In consequence it came about that Donald joined Thornton at the large Boston warehouse. The store was not new to the boy, for he had often been there with his father; but to Thornton this part of the wool business was as novel as the first glimpses of ranching had been to Donald. The high building of yellow brick with floor after floor of hurrying men, the offices noisy with the hum of typewriters, the ring of telephones, the comings and goings of messenger-boys and mail-carriers—all this little universe of rush and confusion was an untried world to Thornton.
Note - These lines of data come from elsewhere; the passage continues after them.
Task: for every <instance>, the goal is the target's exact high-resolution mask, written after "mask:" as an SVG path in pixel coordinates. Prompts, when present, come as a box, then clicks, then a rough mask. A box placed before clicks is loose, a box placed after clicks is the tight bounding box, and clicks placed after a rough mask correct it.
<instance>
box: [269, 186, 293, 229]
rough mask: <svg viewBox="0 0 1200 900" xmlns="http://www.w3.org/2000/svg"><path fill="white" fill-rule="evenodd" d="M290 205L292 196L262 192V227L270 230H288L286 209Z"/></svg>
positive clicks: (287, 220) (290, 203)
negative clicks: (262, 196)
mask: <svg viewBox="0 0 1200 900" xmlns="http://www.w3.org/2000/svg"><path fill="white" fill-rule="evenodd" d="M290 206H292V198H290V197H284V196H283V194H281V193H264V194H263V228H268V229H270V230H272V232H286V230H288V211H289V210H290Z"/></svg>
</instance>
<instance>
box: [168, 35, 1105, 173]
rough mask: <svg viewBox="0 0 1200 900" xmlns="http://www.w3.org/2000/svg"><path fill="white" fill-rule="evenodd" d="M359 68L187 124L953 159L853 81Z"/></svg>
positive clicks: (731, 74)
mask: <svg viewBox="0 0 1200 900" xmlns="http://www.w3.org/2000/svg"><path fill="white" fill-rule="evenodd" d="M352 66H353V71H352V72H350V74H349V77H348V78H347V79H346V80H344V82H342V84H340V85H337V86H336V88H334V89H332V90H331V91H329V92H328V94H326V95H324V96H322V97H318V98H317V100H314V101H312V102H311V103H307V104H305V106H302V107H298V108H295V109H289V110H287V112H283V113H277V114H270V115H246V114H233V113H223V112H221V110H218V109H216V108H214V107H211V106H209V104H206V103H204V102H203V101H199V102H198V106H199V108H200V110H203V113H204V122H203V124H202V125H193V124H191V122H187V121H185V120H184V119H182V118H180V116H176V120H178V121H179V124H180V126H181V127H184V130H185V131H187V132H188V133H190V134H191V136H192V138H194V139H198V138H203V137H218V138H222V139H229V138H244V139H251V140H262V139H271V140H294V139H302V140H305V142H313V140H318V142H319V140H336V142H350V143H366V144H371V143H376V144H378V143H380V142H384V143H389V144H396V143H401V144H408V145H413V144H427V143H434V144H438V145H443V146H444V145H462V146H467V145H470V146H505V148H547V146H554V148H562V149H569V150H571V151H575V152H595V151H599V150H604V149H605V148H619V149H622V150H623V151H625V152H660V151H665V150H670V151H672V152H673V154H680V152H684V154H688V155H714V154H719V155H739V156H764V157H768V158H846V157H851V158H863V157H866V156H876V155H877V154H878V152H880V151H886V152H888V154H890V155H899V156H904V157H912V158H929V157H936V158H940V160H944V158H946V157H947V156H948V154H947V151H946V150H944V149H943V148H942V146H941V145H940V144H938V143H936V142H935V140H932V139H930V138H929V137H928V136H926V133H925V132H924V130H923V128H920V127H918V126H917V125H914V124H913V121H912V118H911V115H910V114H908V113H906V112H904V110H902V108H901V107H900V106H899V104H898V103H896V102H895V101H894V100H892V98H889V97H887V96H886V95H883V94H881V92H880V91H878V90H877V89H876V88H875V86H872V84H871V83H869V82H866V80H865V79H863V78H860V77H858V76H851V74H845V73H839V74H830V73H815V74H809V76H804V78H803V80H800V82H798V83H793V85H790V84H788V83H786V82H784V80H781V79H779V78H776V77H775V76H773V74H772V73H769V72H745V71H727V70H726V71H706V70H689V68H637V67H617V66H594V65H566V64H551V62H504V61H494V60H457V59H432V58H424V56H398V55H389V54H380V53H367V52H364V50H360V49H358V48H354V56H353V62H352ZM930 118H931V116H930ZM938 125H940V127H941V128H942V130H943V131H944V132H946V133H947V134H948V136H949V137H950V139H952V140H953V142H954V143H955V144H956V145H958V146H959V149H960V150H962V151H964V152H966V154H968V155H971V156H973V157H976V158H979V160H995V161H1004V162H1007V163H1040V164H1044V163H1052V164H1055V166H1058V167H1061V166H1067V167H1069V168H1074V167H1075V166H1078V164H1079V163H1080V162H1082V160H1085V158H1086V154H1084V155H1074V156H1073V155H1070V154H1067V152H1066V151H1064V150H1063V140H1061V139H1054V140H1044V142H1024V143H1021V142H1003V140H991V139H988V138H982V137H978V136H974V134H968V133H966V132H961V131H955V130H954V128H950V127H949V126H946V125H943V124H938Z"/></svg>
Its strangeness dazed him.
Mr. Clark promptly placed him in the accounting department, but to his surprise Thornton foundered there helplessly. It was one thing to keep books amid the quiet and leisure of Crescent Ranch, and quite another to struggle with columns of figures in the riot of modern business surroundings. At the end of three days the Westerner looked gray and tired, and had accomplished nothing.
"I don't know what I am going to do with him, Don," announced Mr. Clark, much troubled. "I have brought him here from Idaho, and of course I am bound to look out for him; yet there does not seem to be an earthly thing he can do. My plan was to set him to keeping books in Cook's place, and send Cook out to Crescent Ranch to help Sandy. Sandy, you know, cannot handle accounts. Poor lad—he had little opportunity for schooling in his youth, and the financial side of his work is his one weak spot. He realizes this himself, and it was only on the condition that I send him an assistant that he would undertake the management of the ranch at all. I expected, as I say, that Cook would go; evidently, however, Thornton is not going to be able to fill his place. What shall I do with Thornton, Don? We must find a niche for him somehow."
Donald reflected a moment.
"Had you thought, father, of trying him up-stairs?" he asked.
"No, I hadn't. We need a foreman up there, but I had not considered Thornton for the position. That is a happy inspiration, son. We will give him a try. He may make good yet."
Accordingly Thornton was sent to the upper floors of the warehouse, where the wool was stored. Here were great piles of loose wool reaching from floor to ceiling. Some piles contained only the finest wool; other piles that which was next-best in quality; still other piles were made up of the coarser varieties. There were piles of scoured wool, piles of South American and Australian wool—wool, wool, wool everywhere!
With keen interest Thornton looked about him. He wandered from one vast pyramid of fleeces to another, catching up handfuls of the different varieties and examining them. Then he walked to where the men were busy opening the first spring shipments of wool from Crescent Ranch. The wool was emptied from the sacks onto the floor in great heaps, and crews of men—skilled in judging the fiber—set to work to sort it, separating the different qualities into piles. Donald, who was looking on, saw a smile pass over Thornton's face—the first smile that had brightened it in days. Then, almost instinctively, the ranchman rolled up his sleeves and began to grade wool with the other men. He worked rapidly, for he was thoroughly familiar with what he was doing.
The next day when Donald went up-stairs he found Thornton directing a lot of green hands who were packing the sorted, or graded wool, in bags. Later in the week it chanced that the man who weighed the wool fell ill and the Westerner took his place at the scales, seeing that the sacks of wool were correctly weighed and recorded, that they were sewed up strongly, and marked for shipping.
Gradually the men, recognizing Thornton's ability, began to defer to his judgment. The month was not out before Clark & Sons began to wonder what they had done before Thornton came. So familiar did he make himself with the stock that even Mr. Clark sent for and consulted him about orders and shipments.